Protoplast Culture: Isolation responsive identification


Protoplast isolation can be described as a stress-inducing procedure that causes a range of physiological and molecular changes. This stress response can affect the expression of totipotency in protoplast culture. Plant growth, development, and stress responses are all affected by microRNAs (miRNAs). The mechanism by which miRNAs are involved in protoplast totipotency is still not clear. High-throughput sequencing technology was employed to sequence two populations of small RNAs from Citrus reticulata Blanco calli and callus-derived protoplasts. There are 67 miRNAs known from 35 families, and 277 new miRNAs. Analysis of differentially expressed miRNAs (“DEMs”) identified 18 miRNAs and 64 new miRNAs among these miRNAs. qRTPCR was used to verify the expression patterns of eight DEMs. Target prediction revealed that most targets of miRNAs were transcription factor. 

High-throughput sequencing of microRNAs from Citrus reticulata Blanco

Half of the targets had a lower expression level than those of miRNAs. The physiological analysis also showed that isolated protoplasts had high levels of antioxidant activity. Our results suggested that miRNAs might play an important role in protoplast-isolation responses. It has been shown that miRNAs can negatively regulate gene expression post-transcriptionally by either translational repression or direct transcript cleavage [1-3]. Many miRNAs have been discovered in animals, plants and viruses since the discovery of the first miRNA, Lin-4, in Caenorhabditis-elegans. According to miRBase 21 July 2014, 8,496 mature miRNAs have been identified in 73 species of plants, including 53 dicotyledons and 12 monocotyledons. There is increasing evidence that plant miRNAs are involved in almost all biological and metabolic processes including leaf development, stem branching [6], root development [7-9], control over flowering time , control over floral organ identity [10-12], fruit growth, developmental phase transitions, auxin signals, programmed cell deaths [18] and response to biotic and abiotic stress.

MiRNA identification can be done using experimental or computational methods, including deep sequencing, deep sequencing, computational method and homologue-based analyses. Deep sequencing is the most efficient because it can quickly generate millions of reads at a predetermined length. Deep sequencing is widely used in plants such as Arabidopsis thaliana, Citrus sinensis, Cucumis sativus, Medicago truncatula , Oryza sativa and Populus trichocarpa. Deep sequencing has been reported for Citrus grandis , Citrus reduta, Citrus sinensis, Citrus trifoliate.

Protoplast Culture can be described as spherical, naked cells that are obtained by enzymatic digestion. Protoplasts are homogeneous cells with no cell wall and have been extensively used in fundamental research as well as plant genetic improvement such as cell division, cell wall synthesis and membrane function. Protoplast Culture are able to regenerate to make whole plants. This is a prerequisite for protoplast-based techniques, particularly in plant genetic improvement research. Protoplasts of most agriculturally important species such as grape and rice have shown recalcitrance in regeneration. It is not known what the reasons are for protoplast recalcitrance. Therefore, more efforts are being made to understand the mechanisms that underlie protoplast totipotency.

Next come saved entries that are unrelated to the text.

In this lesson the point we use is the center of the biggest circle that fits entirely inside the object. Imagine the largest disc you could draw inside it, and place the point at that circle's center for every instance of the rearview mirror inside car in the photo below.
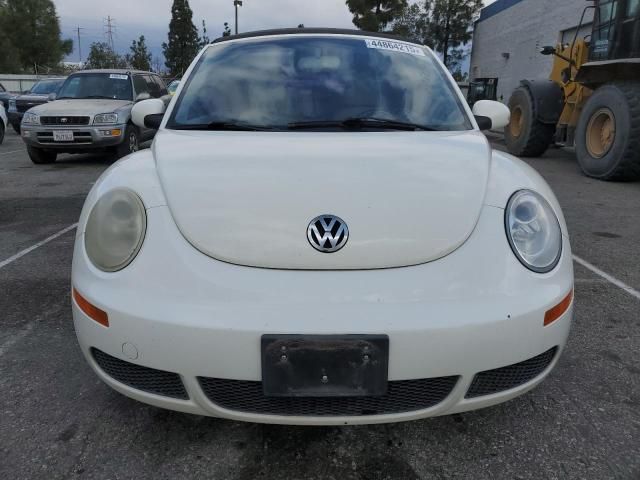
(148, 113)
(491, 114)
(143, 96)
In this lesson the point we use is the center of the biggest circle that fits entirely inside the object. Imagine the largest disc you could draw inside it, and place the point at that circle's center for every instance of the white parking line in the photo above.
(618, 283)
(13, 151)
(630, 290)
(21, 254)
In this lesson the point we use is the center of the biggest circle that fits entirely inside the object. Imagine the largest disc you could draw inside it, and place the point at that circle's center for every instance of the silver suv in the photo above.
(92, 112)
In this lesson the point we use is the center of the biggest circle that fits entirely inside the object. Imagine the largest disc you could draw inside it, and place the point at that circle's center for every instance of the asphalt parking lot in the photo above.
(57, 420)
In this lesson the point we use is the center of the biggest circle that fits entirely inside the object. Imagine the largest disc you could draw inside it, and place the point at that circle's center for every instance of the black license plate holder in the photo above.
(324, 365)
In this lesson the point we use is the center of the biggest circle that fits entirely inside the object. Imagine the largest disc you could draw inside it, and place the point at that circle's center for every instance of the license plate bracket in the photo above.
(324, 365)
(62, 136)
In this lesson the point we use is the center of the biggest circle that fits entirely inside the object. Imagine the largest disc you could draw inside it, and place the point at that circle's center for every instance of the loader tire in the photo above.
(608, 133)
(526, 136)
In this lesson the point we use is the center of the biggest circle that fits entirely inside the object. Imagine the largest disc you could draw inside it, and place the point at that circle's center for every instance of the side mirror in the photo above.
(548, 50)
(491, 114)
(148, 113)
(142, 97)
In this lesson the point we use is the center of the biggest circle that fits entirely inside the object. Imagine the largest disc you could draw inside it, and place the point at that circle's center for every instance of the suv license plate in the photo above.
(63, 136)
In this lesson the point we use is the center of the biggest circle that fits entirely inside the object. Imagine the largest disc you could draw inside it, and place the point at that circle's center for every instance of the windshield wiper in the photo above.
(99, 97)
(228, 125)
(362, 122)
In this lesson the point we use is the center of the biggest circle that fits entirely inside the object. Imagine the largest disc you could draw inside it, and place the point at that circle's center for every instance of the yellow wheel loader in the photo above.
(592, 100)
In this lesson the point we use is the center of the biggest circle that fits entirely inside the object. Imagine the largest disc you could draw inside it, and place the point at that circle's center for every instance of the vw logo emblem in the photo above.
(327, 233)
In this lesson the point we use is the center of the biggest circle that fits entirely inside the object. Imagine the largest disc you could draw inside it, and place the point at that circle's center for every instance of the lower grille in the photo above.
(78, 137)
(72, 120)
(506, 378)
(402, 396)
(142, 378)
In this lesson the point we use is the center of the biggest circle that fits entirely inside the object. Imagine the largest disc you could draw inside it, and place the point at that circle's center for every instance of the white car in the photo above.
(3, 123)
(321, 234)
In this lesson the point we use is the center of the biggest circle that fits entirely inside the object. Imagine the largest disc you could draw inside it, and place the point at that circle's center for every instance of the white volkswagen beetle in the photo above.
(321, 234)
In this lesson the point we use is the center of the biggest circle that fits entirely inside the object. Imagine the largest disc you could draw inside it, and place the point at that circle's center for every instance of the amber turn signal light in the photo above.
(90, 310)
(556, 312)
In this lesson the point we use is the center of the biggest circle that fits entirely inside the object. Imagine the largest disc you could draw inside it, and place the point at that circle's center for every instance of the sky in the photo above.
(132, 18)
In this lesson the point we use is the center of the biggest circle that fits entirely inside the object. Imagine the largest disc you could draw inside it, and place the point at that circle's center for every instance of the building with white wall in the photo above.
(509, 34)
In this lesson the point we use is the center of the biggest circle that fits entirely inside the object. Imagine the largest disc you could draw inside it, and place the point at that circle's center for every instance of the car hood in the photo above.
(80, 107)
(247, 197)
(32, 98)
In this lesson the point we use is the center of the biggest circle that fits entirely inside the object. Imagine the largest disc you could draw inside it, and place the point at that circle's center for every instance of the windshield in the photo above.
(97, 85)
(47, 87)
(279, 82)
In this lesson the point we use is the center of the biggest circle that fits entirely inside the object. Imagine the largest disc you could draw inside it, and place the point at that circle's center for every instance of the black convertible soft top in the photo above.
(298, 31)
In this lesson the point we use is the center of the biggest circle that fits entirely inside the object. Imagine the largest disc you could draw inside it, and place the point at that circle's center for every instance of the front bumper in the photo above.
(177, 310)
(86, 137)
(15, 118)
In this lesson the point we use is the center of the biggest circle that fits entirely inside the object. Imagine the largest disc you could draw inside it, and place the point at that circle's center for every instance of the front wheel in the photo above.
(525, 135)
(130, 144)
(39, 156)
(608, 133)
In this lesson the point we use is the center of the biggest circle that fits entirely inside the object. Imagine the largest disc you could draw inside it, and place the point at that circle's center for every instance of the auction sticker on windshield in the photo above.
(394, 46)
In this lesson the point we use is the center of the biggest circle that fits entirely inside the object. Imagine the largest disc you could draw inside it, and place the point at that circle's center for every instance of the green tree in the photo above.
(449, 25)
(412, 23)
(375, 15)
(183, 43)
(139, 58)
(204, 39)
(101, 56)
(30, 37)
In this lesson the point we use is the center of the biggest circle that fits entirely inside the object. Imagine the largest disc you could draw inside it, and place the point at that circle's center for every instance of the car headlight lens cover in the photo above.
(533, 231)
(115, 230)
(31, 119)
(105, 119)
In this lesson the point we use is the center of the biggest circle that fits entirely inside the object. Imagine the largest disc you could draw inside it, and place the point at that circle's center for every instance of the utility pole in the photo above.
(109, 29)
(79, 44)
(237, 3)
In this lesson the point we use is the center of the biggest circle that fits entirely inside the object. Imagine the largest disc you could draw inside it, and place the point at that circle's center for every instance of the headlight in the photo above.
(533, 231)
(31, 119)
(115, 230)
(105, 119)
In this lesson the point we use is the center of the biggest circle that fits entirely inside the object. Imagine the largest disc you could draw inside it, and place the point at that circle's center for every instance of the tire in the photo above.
(39, 156)
(525, 136)
(129, 145)
(608, 133)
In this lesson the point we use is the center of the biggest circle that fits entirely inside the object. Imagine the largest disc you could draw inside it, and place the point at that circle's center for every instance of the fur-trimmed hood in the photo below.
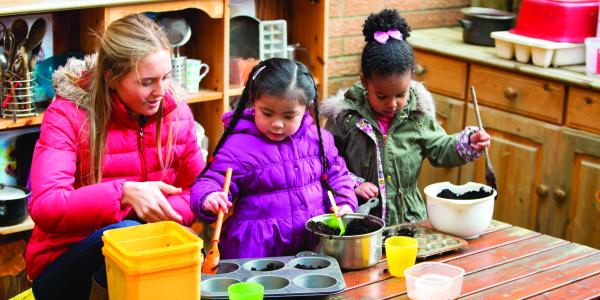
(72, 81)
(346, 100)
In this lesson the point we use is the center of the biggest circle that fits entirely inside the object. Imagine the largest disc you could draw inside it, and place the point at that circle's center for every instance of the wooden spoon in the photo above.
(19, 29)
(36, 35)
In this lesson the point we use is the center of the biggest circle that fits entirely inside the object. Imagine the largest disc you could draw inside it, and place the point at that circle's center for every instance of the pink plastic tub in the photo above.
(558, 20)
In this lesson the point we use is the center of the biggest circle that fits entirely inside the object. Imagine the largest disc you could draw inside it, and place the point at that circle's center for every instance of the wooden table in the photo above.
(507, 262)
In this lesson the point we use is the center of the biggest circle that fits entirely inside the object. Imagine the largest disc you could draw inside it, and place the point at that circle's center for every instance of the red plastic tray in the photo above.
(568, 21)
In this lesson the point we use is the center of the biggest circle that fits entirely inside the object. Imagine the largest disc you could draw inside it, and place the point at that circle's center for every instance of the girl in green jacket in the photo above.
(385, 126)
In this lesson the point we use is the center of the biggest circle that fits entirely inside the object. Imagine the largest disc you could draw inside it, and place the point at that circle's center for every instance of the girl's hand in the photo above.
(342, 210)
(217, 200)
(479, 140)
(366, 190)
(149, 202)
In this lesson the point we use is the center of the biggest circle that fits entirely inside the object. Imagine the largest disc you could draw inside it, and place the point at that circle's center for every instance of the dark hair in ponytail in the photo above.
(393, 56)
(281, 78)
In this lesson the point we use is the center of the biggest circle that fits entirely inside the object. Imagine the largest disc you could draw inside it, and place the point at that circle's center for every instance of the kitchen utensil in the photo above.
(466, 219)
(401, 254)
(366, 207)
(8, 42)
(490, 175)
(283, 277)
(211, 263)
(569, 21)
(335, 222)
(243, 37)
(178, 30)
(434, 280)
(272, 39)
(10, 94)
(351, 251)
(13, 204)
(19, 29)
(479, 22)
(36, 35)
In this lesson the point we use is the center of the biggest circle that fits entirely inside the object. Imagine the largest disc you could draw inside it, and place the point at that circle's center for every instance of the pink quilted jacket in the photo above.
(65, 211)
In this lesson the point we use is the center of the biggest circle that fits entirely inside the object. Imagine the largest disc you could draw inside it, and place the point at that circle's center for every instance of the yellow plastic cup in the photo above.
(401, 253)
(246, 291)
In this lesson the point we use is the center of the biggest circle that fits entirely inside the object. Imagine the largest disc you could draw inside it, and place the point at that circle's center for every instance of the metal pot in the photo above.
(479, 22)
(351, 252)
(13, 204)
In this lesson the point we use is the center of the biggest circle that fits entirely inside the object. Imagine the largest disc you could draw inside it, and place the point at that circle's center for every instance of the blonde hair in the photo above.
(124, 43)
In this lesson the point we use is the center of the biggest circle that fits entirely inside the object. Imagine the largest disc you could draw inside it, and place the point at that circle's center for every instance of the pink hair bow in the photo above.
(382, 36)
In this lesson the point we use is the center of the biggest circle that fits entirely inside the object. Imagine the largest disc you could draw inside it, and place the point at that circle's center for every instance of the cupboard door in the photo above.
(579, 169)
(522, 153)
(441, 75)
(583, 110)
(525, 95)
(450, 115)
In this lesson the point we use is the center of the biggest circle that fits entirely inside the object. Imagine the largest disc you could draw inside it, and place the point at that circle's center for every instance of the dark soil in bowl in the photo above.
(470, 195)
(308, 267)
(355, 227)
(268, 267)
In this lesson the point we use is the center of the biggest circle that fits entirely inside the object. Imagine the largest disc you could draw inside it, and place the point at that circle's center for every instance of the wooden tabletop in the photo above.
(507, 263)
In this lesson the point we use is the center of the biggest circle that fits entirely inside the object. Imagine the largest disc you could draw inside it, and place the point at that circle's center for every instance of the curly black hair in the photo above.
(393, 57)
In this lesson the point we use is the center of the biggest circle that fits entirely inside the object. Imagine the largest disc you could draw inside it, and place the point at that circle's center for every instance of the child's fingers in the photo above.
(373, 191)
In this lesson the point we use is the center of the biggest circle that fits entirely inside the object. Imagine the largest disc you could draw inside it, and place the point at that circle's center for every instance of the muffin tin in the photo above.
(431, 242)
(284, 280)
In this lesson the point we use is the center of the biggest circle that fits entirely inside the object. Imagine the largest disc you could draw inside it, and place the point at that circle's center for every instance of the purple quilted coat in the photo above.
(276, 188)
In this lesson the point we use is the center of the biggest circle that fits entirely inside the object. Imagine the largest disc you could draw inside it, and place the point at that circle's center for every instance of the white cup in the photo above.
(195, 71)
(592, 55)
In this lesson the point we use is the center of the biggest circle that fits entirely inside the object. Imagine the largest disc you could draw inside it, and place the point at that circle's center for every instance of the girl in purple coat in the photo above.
(283, 163)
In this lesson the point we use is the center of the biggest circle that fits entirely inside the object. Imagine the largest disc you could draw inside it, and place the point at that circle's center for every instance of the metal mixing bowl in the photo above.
(354, 251)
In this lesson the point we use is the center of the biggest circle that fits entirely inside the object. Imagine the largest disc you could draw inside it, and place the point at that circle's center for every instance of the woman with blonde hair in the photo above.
(117, 148)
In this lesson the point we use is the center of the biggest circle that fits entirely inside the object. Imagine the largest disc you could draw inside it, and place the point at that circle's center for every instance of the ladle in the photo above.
(19, 29)
(36, 35)
(178, 31)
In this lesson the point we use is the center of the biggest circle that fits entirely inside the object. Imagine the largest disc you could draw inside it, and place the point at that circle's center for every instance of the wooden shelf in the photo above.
(23, 226)
(236, 90)
(7, 123)
(213, 8)
(204, 95)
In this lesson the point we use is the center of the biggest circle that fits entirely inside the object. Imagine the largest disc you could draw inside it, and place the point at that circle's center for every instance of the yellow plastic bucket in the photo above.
(152, 261)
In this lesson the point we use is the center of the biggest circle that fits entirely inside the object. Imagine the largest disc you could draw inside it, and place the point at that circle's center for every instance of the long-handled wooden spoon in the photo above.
(211, 263)
(490, 175)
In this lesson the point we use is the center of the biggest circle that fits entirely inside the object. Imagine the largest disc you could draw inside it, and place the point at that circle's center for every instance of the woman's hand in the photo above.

Plant protoplast totipotency is achieved through protoplast culture, protoplast isolation and plant regeneration. Protoplast isolation results in morphological, physiological, or molecular changes. The time taken for protoplast separation can vary from several hours to one week depending on the species of the plant and the explant. Long-term treatment can further disrupt cellular redox homeostasis, causing oxidative stress. ROS was detected in enzymatically isolated oat mesophyll protoplasts. This was previously reported. The accumulation of ROS was also observed in protoplasts from other plants such as grapevine and tobacco. In isolated protoplasts from most plants, there was an increase in activity of the antioxidant machinery. This might indicate that protoplast-isolation may have a physiological effect on protoplast regeneration. Researchers have been paying much more attention to the molecular mechanisms that control the expression of protoplast totipotency in plants. Global chromatin condensation was followed by wide-ranging transcriptional and proteomic modifications. These studies revealed a variety of differentially expressed genes in isolated protoplasts. They included heat shock factor A2, MYB protein 7, and bZIP63. These TFs can be used to further investigate the molecular mechanisms that underlie plant protoplast totipotency.

We believe that protoplast isolation might be regulated by miRNAs, given the changes in gene expression. However, we are not aware of any protoplast-isolation sensitive microRNAs that have been identified in plants. This study attempted to identify protoplast-isolation sensitive miRNAs in Citrus. The physiological response to protoplast-isolation has been characterized by detection of H2O2 levels and MDA levels and analysis of antioxidant enzyme activities (SOD, POD). These results will provide a basis for further research on the miRNAs that are associated with protoplast separation and reveal the mechanism of protoplast totipotency.